Lo stretto vicolo finalmente si allargò, aprendosi su un'enorme piazza di forma rettangolare, circondata su tre lati da un porticato: l'agorà. Qua e là, si potevano trovare filosofi e sapienti intenti a divulgare le loro idee, circondati dai loro discepoli  e allievi o da semplici curiosi.
L'attraversò, dirigendosi verso nord, dove un'alta scalinata in marmo, portava verso il fiore all'occhiello di Atene: la sua acropoli.

***

Legò il cavallo sotto ad un grande albero e si diresse velocemente verso il tempio principale del complesso, il Partenone, dedicato ad Atena, protettrice della città.
Lì il lavoro era frenetico, con operai che arrivavano da tutte le direzioni, scultori e pittori impegnati con le decorazioni e i sovrintendenti che strillavano ordini a destra e a manca.
Persefone sorrise: lì sì, che si sentiva pienamente a proprio agio. Neanche i prati verdi e rigogliosi, o i giochi con le ninfe, o le bravate con Apollo e Dioniso, la facevano sentire così viva.
"Fidia ti cerca"
La dea si voltò, per osservare il suo interlocutore. "Ciao, Agoracrito". Era l'allievo prediletto del brillante scultore.
"Sei in ritardo, piccola Persefone"
"Sono rimasta addormentata"
"Il maestro era parecchio nervoso, oggi", continuò, massaggiandosi una mano, dove aveva fatto la sua comparsa una vistosa linea violacea. 
La giovane dea cercò di smascherare un risatina -alquanto fuoriluogo- coprendosi la bocca con una mano. Non faticava di certo a capire il perchè Fidia fosse così nervoso: Agoracrito era un burlone, lo sapevano tutti, e di certo, doveva averne combinata una delle sue, che aveva fatto arrabbiare il maestro.
"Buona fortuna, Persefone. E' stato un piacere conoscerti", le disse divertito, dandole un'amichevole pacca sulla spalla. Doveva averla fatta davvero grossa, per essere così melodrammatico. Mentre si allontanava, le fece l'occhiolino.
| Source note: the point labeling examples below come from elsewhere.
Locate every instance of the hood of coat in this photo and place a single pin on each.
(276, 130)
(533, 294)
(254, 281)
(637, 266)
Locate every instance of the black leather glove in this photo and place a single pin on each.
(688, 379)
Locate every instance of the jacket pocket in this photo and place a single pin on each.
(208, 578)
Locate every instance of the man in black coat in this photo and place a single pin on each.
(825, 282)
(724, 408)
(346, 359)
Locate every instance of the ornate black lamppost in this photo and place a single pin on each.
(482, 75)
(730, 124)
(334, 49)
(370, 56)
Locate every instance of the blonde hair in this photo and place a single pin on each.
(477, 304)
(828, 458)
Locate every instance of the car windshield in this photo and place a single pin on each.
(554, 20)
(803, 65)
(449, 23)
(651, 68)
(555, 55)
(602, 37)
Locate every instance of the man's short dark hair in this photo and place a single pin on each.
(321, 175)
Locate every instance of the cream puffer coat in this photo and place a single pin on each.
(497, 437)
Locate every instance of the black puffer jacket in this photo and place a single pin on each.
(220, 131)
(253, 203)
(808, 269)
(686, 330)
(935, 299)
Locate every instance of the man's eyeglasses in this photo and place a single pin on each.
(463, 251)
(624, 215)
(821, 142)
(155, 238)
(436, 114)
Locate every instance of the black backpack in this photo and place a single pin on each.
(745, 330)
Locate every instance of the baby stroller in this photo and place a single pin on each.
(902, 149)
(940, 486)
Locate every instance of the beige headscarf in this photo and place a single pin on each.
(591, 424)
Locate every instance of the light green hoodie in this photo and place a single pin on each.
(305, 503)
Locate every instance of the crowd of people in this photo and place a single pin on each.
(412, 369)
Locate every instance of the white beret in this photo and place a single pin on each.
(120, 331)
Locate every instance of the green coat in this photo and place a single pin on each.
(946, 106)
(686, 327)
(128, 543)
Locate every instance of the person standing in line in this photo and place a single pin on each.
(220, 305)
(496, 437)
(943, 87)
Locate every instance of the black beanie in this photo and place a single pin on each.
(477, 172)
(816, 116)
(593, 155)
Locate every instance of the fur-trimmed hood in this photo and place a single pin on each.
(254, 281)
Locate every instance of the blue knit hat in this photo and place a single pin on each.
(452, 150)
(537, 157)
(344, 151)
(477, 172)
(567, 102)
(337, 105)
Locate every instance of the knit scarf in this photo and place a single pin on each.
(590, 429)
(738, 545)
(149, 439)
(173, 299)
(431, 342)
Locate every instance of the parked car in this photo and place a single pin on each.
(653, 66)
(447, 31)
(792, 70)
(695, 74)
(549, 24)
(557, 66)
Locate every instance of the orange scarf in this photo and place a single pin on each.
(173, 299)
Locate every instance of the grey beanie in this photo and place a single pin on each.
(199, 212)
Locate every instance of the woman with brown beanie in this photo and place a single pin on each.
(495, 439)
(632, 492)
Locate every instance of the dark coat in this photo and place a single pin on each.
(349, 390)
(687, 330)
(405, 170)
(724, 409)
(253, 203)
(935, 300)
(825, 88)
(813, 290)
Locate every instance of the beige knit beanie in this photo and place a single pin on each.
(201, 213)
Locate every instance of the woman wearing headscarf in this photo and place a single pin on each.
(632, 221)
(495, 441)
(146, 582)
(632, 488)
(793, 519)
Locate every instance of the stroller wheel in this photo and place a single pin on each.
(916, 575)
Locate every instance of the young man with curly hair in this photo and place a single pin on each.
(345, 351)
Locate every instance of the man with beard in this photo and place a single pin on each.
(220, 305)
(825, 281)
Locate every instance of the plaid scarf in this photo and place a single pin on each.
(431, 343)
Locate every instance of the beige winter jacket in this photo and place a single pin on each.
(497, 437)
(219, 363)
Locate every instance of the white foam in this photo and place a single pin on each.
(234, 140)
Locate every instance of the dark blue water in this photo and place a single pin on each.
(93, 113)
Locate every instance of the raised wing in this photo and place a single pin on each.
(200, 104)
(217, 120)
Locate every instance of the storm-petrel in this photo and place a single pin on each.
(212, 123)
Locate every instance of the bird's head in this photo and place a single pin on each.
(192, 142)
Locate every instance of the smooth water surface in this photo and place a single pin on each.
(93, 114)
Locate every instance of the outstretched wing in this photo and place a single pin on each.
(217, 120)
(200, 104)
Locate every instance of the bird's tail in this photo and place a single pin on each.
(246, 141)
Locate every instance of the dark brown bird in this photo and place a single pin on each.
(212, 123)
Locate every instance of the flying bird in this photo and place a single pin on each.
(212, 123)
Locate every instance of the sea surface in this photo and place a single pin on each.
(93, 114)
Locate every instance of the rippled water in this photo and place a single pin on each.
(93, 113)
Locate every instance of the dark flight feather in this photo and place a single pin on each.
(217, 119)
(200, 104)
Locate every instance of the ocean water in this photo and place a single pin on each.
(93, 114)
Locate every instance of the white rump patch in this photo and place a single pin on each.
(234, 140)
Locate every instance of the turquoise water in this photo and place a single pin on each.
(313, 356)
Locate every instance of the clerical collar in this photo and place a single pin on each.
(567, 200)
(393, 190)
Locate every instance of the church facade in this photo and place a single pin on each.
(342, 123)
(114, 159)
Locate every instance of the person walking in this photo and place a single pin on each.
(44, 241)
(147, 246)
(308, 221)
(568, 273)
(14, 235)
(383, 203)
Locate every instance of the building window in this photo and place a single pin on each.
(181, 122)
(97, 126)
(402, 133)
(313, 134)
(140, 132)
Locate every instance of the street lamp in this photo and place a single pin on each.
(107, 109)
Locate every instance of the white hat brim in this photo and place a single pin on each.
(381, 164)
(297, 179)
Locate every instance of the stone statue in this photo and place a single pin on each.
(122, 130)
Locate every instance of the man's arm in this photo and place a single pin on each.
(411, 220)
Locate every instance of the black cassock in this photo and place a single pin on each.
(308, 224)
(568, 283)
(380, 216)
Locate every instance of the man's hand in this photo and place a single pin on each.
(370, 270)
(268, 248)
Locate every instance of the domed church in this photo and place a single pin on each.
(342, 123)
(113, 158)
Fidia, si trovava proprio davanti al Partenone, sotto il grande frontone di forma triangolare, intento a discutere con uno dei capicantiere. Appena la vide, congedò l'uomo.
"Salve, maestro", disse la dea, con una voce al metà tra l'incerto e il timoroso.
"Sei in ritardo", ribattè lui, severo.
"Sono mortificata, ma..."
"Quando mi hai implorata di concederti di diventare una dei miei allievi, mi hai rassicurato più volte sul fatto che non mi avresti creato nessun problema"
Persefone abbassò lo sguardo sui propri piedi, mortificata. Prese a torturarsi le mani. "Mi dispiace"
"Volevo mostrarti una cosa ma, ora, non sono più così certo di volerlo fare". Fidia era un insegnante severo, ma era il migliore sculture che il mondo avesse mai visto.
"Ho qui il progetto che mi avete affidato, finito", disse la dea, sperando così di imbonirlo un po'.
"La consegna è settimana prossima. Sei certa di volermelo consegnare ora?"
"Certissima", rispose lei con un sorriso. Forse ce la stava facendo.
Estrasse dalla sua bisacca i fogli che, quella mattina, quando si era scontrata con Ermes, si erano sparsi per il corridoio del palazzo. Li porse a Fidia.
Le sopracciglia dell'anziano scultore si aggrottarono, mentre si concentrava, mostrando un labirinto di rughe ben più intricato del solito. Si passò più volte la mano sulla folta barba bianca.
Persefone, nel frattempo, restò in rigoroso silenzio, impaziente. Continuava ad ondeggiare, postando il peso da un piede all'altro.
"Notevole", si lasciò sfuggire Fidia. 
La giovane dea sorrise: erano rare certe manifestazioni di apprezzamento, da parte del maestro. Ma per lei, aveva sempre avuto un occhio di riguardo. Forse perchè era una donna, l'unica donna in tutto il cantiere. 
"Hai fatto un buon lavoro, per essere il tuo primo progetto"
"Grazie, maestro", rispose lei, raggiante. Aveva un sorriso da parte a parte e, se avesse potuto, ora si sarebbe messa a saltellare qua e là, come una molla impazzita. Ma non lo fece, quello non era il comportamento adatto.
Fidia le ridiede indietro i fogli, su cui c'era rappresentato il suo primo progetto: un piccolo tempietto, destinato ad alcune divinità minori. Sarebbe sorto nella parte bassa dell'acropoli, in una posizione secondaria, lontano dai templi principali. Non un grande progetto ma, per incominciare, era sempre meglio di niente. Lei senz'altro aveva accolto l'idea con grande entusiasmo.
Quando si fu ripresa dalla felicità, notò che Fidia la stava osservando con un sorriso sulle labbra e uno sguardo che, a Persefone, ricordava tanto quello che un nonno rivolge ai propri nipotini.
"Sono perdonata?", chiese, implorando l'anziano mentore con i suoi grandi occhi verdi.
L'altro sospirò. "Non pensare che questo sia un trattamento di favore solo perchè sei una donna, bambina. Ritarda ancora una volta e non ci sarà niente, che ti eviterà una sonora bacchettata sulle mani. Ora vieni dentro, voglio mostrarti una cosa"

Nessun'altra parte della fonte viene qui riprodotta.